Everyone knows change in any industry creates opportunity. If the NFL is a dead man walking, Americans will find something else to do on Sundays.

Joe Lonsdale says Palantir was born out of 9/11 and the gap it showed in our government’s technology. Massive destruction leaves massive opportunity. Much like the modern linebacker, Lonsdale says “Across major industries, much of the enterprise technology infrastructure was designed two to four decades ago…There is a huge wave of impactful, billion-dollar companies waiting to be built in these areas right now.” (Healthcare, Education, Energy, etc)

He’s right.
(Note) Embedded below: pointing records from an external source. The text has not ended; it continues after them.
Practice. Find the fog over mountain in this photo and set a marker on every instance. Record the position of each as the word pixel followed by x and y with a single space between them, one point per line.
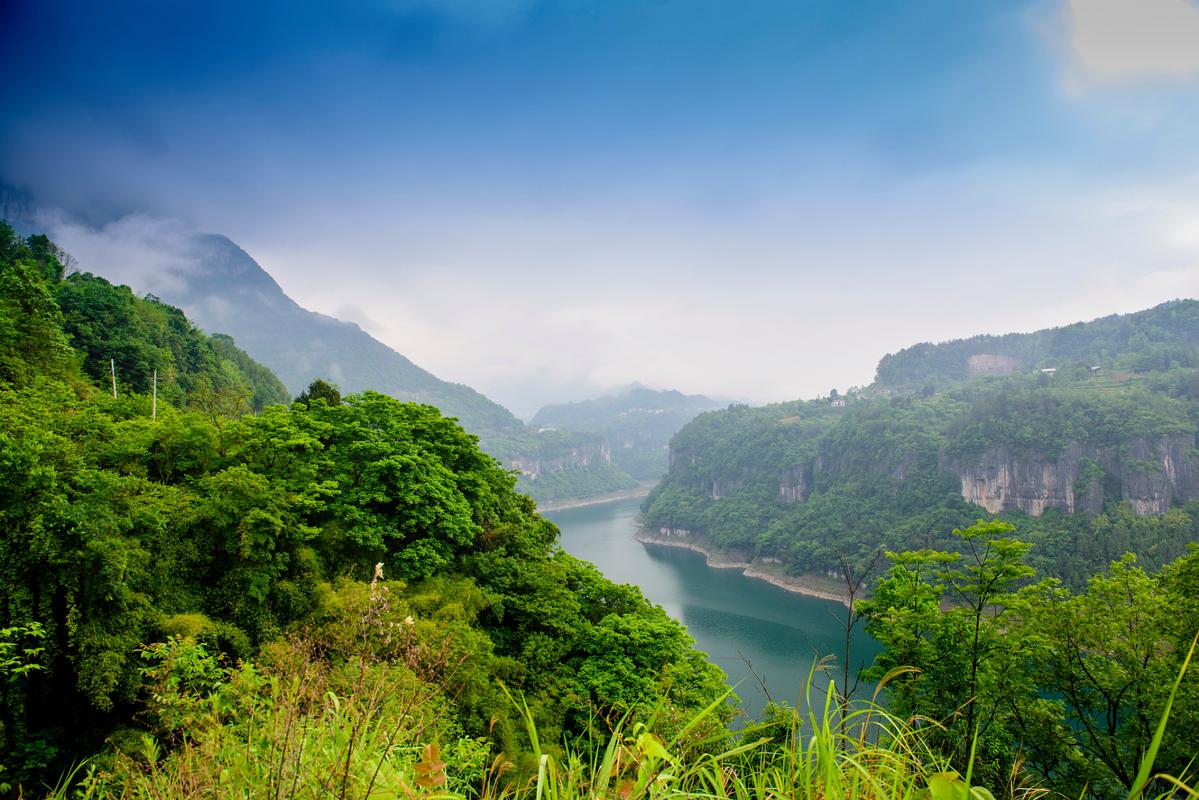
pixel 543 200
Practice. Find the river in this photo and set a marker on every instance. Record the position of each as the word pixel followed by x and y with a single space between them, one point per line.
pixel 746 626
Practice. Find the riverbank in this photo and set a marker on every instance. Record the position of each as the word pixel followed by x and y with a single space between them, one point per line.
pixel 600 499
pixel 771 573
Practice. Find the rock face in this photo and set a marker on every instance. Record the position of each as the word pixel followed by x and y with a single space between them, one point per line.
pixel 793 485
pixel 574 457
pixel 987 364
pixel 1151 474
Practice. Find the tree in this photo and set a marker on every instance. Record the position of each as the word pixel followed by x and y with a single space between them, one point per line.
pixel 320 389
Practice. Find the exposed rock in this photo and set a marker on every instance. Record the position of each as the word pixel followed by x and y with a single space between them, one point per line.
pixel 793 485
pixel 1151 474
pixel 988 364
pixel 570 458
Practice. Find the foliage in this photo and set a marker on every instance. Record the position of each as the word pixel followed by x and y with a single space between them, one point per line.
pixel 155 553
pixel 1158 340
pixel 636 423
pixel 812 483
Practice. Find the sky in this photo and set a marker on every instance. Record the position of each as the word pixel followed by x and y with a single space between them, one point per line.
pixel 542 199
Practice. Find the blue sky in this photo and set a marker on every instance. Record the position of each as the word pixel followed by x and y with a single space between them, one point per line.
pixel 755 199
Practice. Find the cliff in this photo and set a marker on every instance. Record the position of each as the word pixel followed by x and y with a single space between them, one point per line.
pixel 1151 474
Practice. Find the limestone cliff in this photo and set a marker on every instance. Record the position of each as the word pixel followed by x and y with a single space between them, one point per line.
pixel 574 456
pixel 1150 473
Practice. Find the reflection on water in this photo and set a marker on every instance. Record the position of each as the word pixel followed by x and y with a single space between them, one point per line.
pixel 736 620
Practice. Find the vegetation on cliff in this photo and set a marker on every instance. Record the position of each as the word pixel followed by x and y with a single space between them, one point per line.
pixel 637 425
pixel 132 541
pixel 815 483
pixel 344 596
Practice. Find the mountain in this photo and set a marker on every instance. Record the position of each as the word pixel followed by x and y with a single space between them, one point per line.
pixel 224 290
pixel 1155 338
pixel 227 290
pixel 1086 463
pixel 637 425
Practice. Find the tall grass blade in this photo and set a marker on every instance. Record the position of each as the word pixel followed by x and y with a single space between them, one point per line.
pixel 1146 763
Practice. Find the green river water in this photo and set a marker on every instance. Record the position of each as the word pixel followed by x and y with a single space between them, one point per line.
pixel 746 626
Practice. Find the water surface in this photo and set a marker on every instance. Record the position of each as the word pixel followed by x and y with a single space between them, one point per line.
pixel 746 626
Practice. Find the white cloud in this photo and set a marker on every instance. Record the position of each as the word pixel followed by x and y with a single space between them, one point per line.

I’d add the NFL to the list of billion dollar industries that are on the verge of massive restructuring. Look at a list of the Fortune 500 companies in America. They’re all susceptible to disruption.

So what’s next? I don’t know. It’s probably something that every kid can enjoy, gives people a sense of pride in their city/state/community, and builds an ecosystem for others to make money. That’s what makes football a $100B business, and your guess to replace it is as good as mine. Thankfully my story’s not finished!

Even though I’m only 30 at times I feel old in the Valley. Then I remember that in 2000 at 39 President Obama lost his bid for Congress and remind myself that we can still change the world and to never, ever, give up.

Don’t think you’re old. Don’t think it can’t be done. Start telling a story about your future. Tell me about how you’re going to attack a gigantic incumbent. Make it meaningful, and then make it happen.